She shook her head. “No way,” she said, firmly. “I don’t have any spare PPE.”
He scowled, clearly preparing to argue with her. But she didn’t have the time, not with precious seconds ticking away.
“Cade, I have to do this! I promise that I’ll stay in radio contact with Dad and the other BPRFD members at all times while I’m in the building.” Then something occurred to her. “Besides, I need you out here to administer first aid when I get those people out. And someone needs to be here when the other firefighters arrive.”
He gave her a fierce glare from beneath his black brows, but mercifully, he didn’t argue. “Okay. Be careful, darlin’.”
That “darlin’” warmed her as she slid open the barn door, a firefighter’s ax in one hand and a flashlight in the other. If worse came to worst and she found herself cut off from the exits, she would try to chop a hole in one of the walls and escape that way.
She entered, and instantly moved from a bright winter afternoon into a murky twilight. The building was filled with dense smoke that blotted out most of the light.
Cautiously, she made her way forward.
Her world shrank to the cocoon of her protective gear. At first, the only sounds she could hear was the Darth Vader-like heavy breathing from the SCBA mask fitted tightly over her face.
The beam of her flashlight looked solid in the smoke. It reminded Maggie of a lightsaber.
She directed it around the barn’s interior, and her blood ran cold at what she discovered.
The space was stuffed to the rafters with stacks of conifers packaged in netting sleeves, a mountain of resinous fuel waiting to explode into an inferno.
Oh, shit.
“Guys,” she said into the radio. “This is Maggie Swanson. I’m inside the structure, and you are not going to believe this. I think I just found all of the missing Christmas trees.”
“Maggie? This is Chief Dane,” her father’s voice replied. “Please don’t tell me that you went in there by yourself!”
Maggie decided to ignore him in favor of reporting on the conditions inside the barn, so that the other firefighters would know what to expect.
As she described her surroundings, she continued deeper into the smoke-filled gloom.

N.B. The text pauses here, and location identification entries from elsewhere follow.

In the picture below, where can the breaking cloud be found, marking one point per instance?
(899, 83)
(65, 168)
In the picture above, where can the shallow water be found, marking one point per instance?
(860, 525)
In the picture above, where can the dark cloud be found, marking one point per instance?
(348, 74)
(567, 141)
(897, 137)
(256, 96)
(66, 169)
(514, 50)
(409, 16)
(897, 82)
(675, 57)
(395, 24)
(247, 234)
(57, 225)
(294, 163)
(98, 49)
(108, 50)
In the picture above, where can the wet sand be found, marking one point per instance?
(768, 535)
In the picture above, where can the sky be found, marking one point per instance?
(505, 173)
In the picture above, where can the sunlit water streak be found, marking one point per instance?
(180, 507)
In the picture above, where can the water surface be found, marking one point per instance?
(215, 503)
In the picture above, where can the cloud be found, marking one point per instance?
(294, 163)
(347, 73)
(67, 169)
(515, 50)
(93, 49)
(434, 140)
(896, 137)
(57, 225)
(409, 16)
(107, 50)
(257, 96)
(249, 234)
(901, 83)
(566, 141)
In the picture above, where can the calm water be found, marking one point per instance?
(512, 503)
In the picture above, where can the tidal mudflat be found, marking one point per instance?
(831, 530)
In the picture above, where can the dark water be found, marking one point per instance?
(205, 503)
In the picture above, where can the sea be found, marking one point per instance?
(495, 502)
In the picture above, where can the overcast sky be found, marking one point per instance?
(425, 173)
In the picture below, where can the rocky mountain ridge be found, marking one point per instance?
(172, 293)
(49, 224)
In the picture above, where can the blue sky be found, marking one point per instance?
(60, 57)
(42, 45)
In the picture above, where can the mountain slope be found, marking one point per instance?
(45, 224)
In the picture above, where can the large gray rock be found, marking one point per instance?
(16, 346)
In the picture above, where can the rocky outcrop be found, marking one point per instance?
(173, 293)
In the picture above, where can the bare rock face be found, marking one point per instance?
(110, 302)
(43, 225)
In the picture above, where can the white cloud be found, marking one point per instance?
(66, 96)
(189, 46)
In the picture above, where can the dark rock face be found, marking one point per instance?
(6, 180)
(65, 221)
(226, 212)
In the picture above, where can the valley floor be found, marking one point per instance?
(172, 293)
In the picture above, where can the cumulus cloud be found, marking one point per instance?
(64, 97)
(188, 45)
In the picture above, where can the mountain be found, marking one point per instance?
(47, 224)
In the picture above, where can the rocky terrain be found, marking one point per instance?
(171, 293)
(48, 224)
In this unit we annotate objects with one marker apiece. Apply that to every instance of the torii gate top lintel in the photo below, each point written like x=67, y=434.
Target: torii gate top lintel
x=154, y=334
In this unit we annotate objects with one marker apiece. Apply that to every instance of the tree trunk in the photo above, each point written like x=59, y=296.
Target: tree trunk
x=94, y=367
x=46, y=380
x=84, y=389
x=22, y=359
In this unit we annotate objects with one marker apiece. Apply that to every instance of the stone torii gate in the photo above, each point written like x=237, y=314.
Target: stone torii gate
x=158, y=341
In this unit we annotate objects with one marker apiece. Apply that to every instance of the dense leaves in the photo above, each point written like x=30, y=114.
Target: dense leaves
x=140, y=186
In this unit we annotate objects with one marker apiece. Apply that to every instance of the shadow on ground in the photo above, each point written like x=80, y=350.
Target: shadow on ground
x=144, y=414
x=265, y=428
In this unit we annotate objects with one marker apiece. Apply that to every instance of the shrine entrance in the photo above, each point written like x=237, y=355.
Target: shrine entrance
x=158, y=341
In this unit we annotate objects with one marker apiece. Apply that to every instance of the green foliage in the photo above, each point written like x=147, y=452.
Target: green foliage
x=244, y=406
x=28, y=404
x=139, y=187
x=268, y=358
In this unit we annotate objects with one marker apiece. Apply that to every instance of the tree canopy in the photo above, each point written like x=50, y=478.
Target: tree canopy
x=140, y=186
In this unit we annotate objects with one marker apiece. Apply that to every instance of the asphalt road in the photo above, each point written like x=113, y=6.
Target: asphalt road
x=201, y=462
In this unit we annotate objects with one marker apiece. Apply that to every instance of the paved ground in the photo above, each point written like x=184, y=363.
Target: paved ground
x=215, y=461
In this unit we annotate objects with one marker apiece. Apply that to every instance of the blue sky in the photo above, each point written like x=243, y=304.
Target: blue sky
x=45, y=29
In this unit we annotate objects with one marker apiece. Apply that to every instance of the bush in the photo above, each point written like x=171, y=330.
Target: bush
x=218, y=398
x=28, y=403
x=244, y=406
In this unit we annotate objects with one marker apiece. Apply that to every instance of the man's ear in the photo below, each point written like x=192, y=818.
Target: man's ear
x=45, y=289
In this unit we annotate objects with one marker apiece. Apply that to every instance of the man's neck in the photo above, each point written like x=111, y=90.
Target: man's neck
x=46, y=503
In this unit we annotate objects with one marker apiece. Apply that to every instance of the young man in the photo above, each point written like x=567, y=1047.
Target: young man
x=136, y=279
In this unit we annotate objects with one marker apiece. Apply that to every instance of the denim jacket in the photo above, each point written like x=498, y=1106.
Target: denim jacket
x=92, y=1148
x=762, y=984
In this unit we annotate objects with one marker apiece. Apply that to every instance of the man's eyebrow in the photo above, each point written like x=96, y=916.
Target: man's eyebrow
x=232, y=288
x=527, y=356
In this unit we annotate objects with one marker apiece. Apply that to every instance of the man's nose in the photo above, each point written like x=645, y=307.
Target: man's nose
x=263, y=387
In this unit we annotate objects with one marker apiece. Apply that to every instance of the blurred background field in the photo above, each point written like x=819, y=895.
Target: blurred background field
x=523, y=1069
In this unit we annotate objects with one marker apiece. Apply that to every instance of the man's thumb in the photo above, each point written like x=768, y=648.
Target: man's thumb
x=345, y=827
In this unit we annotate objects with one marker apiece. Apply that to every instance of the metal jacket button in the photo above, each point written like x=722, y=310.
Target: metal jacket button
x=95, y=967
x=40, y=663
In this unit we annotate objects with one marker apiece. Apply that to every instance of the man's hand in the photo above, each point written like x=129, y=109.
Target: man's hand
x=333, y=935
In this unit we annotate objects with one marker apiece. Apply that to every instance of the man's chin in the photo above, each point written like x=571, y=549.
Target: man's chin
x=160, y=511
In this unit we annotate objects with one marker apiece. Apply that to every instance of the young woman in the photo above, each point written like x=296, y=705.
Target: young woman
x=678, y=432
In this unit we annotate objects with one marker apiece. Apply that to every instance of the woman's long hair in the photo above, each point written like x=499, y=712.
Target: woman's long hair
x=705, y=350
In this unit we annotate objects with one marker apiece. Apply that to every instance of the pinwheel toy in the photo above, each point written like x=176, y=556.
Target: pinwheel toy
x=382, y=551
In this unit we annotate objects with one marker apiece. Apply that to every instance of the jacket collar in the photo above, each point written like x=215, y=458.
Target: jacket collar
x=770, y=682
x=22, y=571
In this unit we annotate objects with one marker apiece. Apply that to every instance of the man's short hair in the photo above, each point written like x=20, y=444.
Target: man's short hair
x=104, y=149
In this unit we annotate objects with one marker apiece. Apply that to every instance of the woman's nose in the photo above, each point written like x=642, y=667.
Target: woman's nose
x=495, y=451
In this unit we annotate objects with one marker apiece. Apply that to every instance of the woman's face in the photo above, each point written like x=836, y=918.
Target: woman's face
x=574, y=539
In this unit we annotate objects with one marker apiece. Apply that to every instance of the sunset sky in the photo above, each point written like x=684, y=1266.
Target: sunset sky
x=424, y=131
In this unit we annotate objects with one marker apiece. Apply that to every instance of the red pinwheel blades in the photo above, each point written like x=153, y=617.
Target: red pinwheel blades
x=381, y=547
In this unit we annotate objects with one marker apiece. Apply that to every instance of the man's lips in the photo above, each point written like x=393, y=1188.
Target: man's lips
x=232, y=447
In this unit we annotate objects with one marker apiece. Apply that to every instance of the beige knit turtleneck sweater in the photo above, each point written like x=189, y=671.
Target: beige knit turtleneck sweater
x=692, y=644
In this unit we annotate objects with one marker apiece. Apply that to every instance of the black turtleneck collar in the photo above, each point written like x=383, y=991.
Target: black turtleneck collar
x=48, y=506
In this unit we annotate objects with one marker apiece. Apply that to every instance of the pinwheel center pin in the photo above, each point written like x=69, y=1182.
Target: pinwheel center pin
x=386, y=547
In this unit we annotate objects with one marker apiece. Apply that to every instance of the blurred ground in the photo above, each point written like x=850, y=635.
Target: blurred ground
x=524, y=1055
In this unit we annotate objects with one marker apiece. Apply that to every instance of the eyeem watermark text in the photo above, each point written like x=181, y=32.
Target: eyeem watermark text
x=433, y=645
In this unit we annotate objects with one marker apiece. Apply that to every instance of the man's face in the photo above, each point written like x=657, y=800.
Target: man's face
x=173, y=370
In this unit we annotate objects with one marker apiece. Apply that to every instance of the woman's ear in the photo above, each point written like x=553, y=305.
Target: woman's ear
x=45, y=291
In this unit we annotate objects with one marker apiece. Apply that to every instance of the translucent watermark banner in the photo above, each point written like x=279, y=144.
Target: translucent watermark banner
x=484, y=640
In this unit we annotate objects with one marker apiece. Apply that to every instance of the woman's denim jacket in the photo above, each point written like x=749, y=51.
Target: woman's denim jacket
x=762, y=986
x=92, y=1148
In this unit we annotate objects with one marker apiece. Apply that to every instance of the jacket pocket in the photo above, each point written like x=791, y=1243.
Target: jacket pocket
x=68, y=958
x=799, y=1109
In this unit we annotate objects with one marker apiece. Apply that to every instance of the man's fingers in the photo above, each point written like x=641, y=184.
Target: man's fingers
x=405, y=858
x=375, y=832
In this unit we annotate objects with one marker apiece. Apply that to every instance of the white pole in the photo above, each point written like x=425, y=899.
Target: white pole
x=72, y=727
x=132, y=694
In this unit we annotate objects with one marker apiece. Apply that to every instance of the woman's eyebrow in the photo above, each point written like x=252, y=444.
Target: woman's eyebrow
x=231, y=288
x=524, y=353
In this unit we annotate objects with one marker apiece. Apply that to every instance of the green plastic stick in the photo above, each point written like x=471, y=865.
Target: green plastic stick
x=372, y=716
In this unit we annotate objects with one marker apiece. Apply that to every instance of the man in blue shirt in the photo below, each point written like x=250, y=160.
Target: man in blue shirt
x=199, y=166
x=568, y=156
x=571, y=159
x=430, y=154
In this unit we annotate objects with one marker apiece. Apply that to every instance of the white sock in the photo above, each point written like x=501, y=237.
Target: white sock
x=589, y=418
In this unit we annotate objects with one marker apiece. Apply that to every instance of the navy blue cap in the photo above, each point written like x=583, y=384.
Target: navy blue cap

Then she heard the pair of voices again, screaming, “Emily! Emily! Where are you?” and the fainter sound of a crying child.
Tracking the calls, she proceeded further into the building, moving as quickly as she dared.
The place was a maze of narrow aisles between wooden pallets stacked high with firs and spruce and pines, all of them baled in netting like tree-mummies.
With every step, she kept swiveling her head, looking behind her and above her for any signs of flames closing in. Her helmet and SCBA mask severely limited her peripheral vision, and her instructor had warned her that fire could sneak up on you before you saw them.
The darkness and the swirling clouds of smoke were disorienting. Without a partner to back her up, she couldn’t afford to lose her bearings. If she did, she might end up trapped in here with the people she was trying to rescue, and they could all suffocate or burn to death.
Then she emerged into a clear area. She saw a collection of bulky equipment, including a forklift, a circular tree baler, and a stack of large, fluffy looking cartridges of netting.
The calls of, “Emily! Emily! Where are you?” were much closer now.
Maggie swung her flashlight beam around, trying to locate the voices.
Then she spotted the figures of a man, a woman, and a little boy huddled together off to one side. Her light gleamed on a pair of hand-held fire extinguishers in the adults’ arms.
They seemed to be uninjured, but they were coughing heavily between frantic calls for Emily.
The boy was crouched on the straw-covered floorboards, sobbing his heart out.
The couple appeared startled to see Maggie emerge from the smoke. The man whirled and actually pointed his extinguisher at her like a weapon.
Maggie froze. “Located three individuals, two adults, one child,” she reported on her radio.
Then she addressed the couple. “Sir, ma’am, I’m from the Bearpaw Ridge Fire Department. You need to get out of this barn right now.”